The starter was a roasted Winter squash and parsnips with maple syrup glaze and Marcona almonds. I roasted the vegetables for about 15 minutes longer than the recipe calls for, looking to get a little more of a "roasted" color on the squash, as opposed to the cleaner colors of a steamed vegetable. I also served the dish with a generous crumbling of Cotija cheese, which provided both a welcome, mild saltiness and a binding agent for the various squash. The vegetables are seen in the photo above, ready for the oven.
The main course was inspired by the recent Wild Beast feast at Lark, about which I will post soon. Suffice it to say, I wanted to serve my beef-despising guest a red meat that he would enjoy on what had turned out to be a cold, wet, windy night. I chose venison, and sourced it from the wonderful bijou meat shop University Seafood and Poultry. The recipe I used as inspiration was medallions of venison with port and cranberries.
As usual, I took liberties. The most significant was to add two handfuls of fresh cranberries to the reducing sauce at the same time as adding the port, which you can clearly see in the photo above. This gave a much more attractive cast to the final sauce -- the barely intact fresh berries standing out from the otherwise smooth sauce, giving it a more rustic appearance to the eye and texture to the tongue. I ended up giving each medallion about 5 minutes on each side, broken up in a 2-minute/2-minute/1-minute cadence per side. This resulted in a medium meat, just pink inside.
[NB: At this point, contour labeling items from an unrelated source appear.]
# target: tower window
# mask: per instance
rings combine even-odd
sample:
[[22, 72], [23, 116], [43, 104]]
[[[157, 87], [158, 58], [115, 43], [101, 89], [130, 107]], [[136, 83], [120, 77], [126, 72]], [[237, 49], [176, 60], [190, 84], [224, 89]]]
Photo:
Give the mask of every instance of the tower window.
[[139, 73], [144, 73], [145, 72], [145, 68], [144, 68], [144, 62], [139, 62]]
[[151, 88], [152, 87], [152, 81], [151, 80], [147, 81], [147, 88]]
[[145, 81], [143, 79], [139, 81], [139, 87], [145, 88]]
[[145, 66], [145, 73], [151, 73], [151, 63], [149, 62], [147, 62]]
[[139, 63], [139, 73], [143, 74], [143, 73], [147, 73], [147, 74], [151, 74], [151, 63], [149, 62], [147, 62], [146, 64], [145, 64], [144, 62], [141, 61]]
Welcome Fall and all you bring to our life of food!
Ladies and gentlemen, please join me in welcoming the impossibly charming and erudite Mr. Alan Linck.
Alan always makes me bring my A-game to the dining table...a cook of great accomplishment in his own right, he works with food every day in his role as a produce manager for a famous high-end grocer. His familiarity with food and wine is deep, so one serves him out-of-a-box macaroni with cheese at their grave peril. And don't even think about beef!
On this evening, Alan is enjoying a glass of Lalande-de-Pomerol.
An item of note: Mr. Linck once lived in an apartment attached to a funeral home, where, together, we watched all the seasons of Six Feet Under on DVD.
I'm looking forward to Alan's next visit!